La spécialiste en psycho-oncologie recommande tout autant à ses patients de faire preuve d’empathie envers leurs décisions passées. 

« On peut reconnaître que fumer ait eu une influence sur le diagnostic, tout en essayant de comprendre pourquoi on était aussi dépendant à la cigarette. »

Loin du ruban rose

Mais même à l’échelle de la société, les cancers n’attirent pas tous la même sympathie ou la même mobilisation.

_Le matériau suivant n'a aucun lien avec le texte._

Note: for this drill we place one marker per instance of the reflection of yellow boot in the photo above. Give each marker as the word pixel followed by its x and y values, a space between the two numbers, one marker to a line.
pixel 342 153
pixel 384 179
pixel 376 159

On n’a qu’à penser à la campagne du ruban rose contre le cancer du sein, ou encore à Movember pour la lutte contre le cancer de la prostate. 

Rien d’aussi populaire n’existe pour le cancer du poumon, pourtant le plus mortel pour les Québécois. 

« On n’en parle pas beaucoup pour la quantité d’individus qu’il touche », croit la pneumologue Catherine--- Labbé, de l’Institut universitaire de cardiologie et de pneumologie de Québec.

« Et je pense qu’il y a beaucoup de patients qui ne se sentent pas aussi compris et épaulés que s’ils avaient un cancer avec plus de publicité. » 

Les patients atteints d’un cancer qui en font la demande peuvent obtenir un suivi psychologique gratuitement avec la prescription d’un médecin.